CPU Inference: When It Actually Makes Sense
GPUs dominate ML inference. CPUs are surprisingly competitive for small models, low-volume workloads, and edge deployments where GPU economics break down.
Why consider CPU at all
GPUs are 5-10x faster on dense matrix multiplication. They’re also 5-10x more expensive per hour, often 50x more expensive when you can’t saturate them. For low-volume inference, CPU economics can flip.
When CPU wins
- Low volume: a few thousand requests per day. GPU sits idle most of the time.

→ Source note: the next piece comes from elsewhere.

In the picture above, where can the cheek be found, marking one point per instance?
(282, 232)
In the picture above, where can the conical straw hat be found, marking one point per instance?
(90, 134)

- Latency-tolerant: 1-3 second response is OK. CPU can’t do sub-second on large models.
- Small models: under 7B parameters quantised to 4-bit fit comfortably in CPU memory and run at usable speed.
- Edge / on-prem: hardware that’s already paid for, no GPU available, or air-gapped environments.
How to deploy
The dominant CPU inference stack:
- llama.cpp: hand-tuned C++ inference for quantised LLMs. Runs on x86 (AVX2/AVX-512) and ARM.
- GGUF format: quantised model files (4-bit, 5-bit, 8-bit) optimised for CPU memory layout.
- Ollama / LM Studio: friendly wrappers over llama.cpp.
For server-class CPU (Xeon Sapphire Rapids, EPYC Genoa), expect 5-15 tokens/second on 7B models, 1-3 tok/s on 70B. For consumer CPU, half that.
Limits
Above a few thousand req/day or above 7B parameters, GPU economics catch up fast. Don’t default to CPU at scale; do default to it for small workloads where the GPU would idle.